Oleh: Agus Salim Dg Ngago
Dosen Universitas Pepabri, Sekretaris Partai Kebangkitan Bangsa Kabupaten Gowa
DALAM sejarah peradaban Islam, isu mengenai peran perempuan dalam pemerintahan sering kali menjadi perbincangan yang cukup kompleks.
Secara umum, Islam memberikan kedudukan yang terhormat kepada perempuan dan memberikan hak-hak yang setara dengan laki-laki dalam banyak aspek kehidupan, termasuk dalam hal kepemimpinan.

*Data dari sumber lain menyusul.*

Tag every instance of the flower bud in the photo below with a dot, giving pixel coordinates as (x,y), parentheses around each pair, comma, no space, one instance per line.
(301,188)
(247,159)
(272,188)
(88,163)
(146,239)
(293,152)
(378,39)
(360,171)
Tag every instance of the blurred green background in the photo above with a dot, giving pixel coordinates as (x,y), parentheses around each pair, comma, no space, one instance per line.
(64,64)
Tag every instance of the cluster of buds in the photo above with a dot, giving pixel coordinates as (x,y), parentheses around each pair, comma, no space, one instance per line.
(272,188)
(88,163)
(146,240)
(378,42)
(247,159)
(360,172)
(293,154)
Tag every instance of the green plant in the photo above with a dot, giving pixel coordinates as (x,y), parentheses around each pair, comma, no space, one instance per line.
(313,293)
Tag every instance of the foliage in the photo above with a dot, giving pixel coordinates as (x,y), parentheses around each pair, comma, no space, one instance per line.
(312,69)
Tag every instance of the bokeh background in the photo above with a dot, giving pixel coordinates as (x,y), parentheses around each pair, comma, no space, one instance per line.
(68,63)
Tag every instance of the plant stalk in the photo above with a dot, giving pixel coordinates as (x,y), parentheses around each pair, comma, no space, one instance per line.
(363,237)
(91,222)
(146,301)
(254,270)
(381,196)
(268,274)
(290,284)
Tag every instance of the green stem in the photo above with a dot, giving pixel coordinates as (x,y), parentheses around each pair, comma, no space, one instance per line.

Meski begitu, pandangan ulama dan interpretasi terhadap teks-teks Islam mengenai peran perempuan dalam pemerintahan memiliki variasi dan sering kali dipengaruhi oleh konteks budaya dan sosial masing-masing masyarakat.
Dasar Al-Quran dan Hadis tentang Kepemimpinan Perempuan
Dalam Islam, kepemimpinan di dalam masyarakat dilandaskan pada prinsip keadilan, kemampuan, serta kapasitas seseorang dalam mengemban amanah.
Di dalam Al-Quran, tidak ada ayat yang secara eksplisit melarang perempuan untuk berperan dalam pemerintahan atau kepemimpinan politik. Bahkan dalam beberapa ayat, Al-Quran mencatat contoh pemimpin perempuan, salah satunya adalah Ratu Balqis yang memimpin kerajaan Saba.
Ayat-ayat dalam Surat An-Naml (27:22-44) menggambarkan kepemimpinan Ratu Balqis yang adil, bijaksana, dan cerdas dalam mengelola kerajaannya.
Dalam kisah ini, Al-Quran tidak mencela kepemimpinannya karena ia perempuan, melainkan justru menggambarkan kualitas-kualitas positif yang ia miliki sebagai seorang pemimpin.
Beberapa hadis yang dijadikan dasar oleh sebagian ulama untuk membatasi perempuan dalam kepemimpinan, misalnya sabda Nabi Muhammad SAW yang mengatakan, "Tidak akan beruntung suatu kaum jika mereka mengangkat perempuan sebagai pemimpin mereka."
Namun, banyak ulama kontemporer menginterpretasikan hadis ini sebagai konteks tertentu yang berlaku pada saat itu, bukan sebagai larangan mutlak.
Pandangan Ulama tentang Kepemimpinan Perempuan
1. Ulama Tradisionalis
Ulama tradisionalis cenderung berpendapat bahwa posisi kepemimpinan, terutama yang menyangkut kekuasaan tertinggi dalam sebuah negara, lebih diutamakan bagi laki-laki.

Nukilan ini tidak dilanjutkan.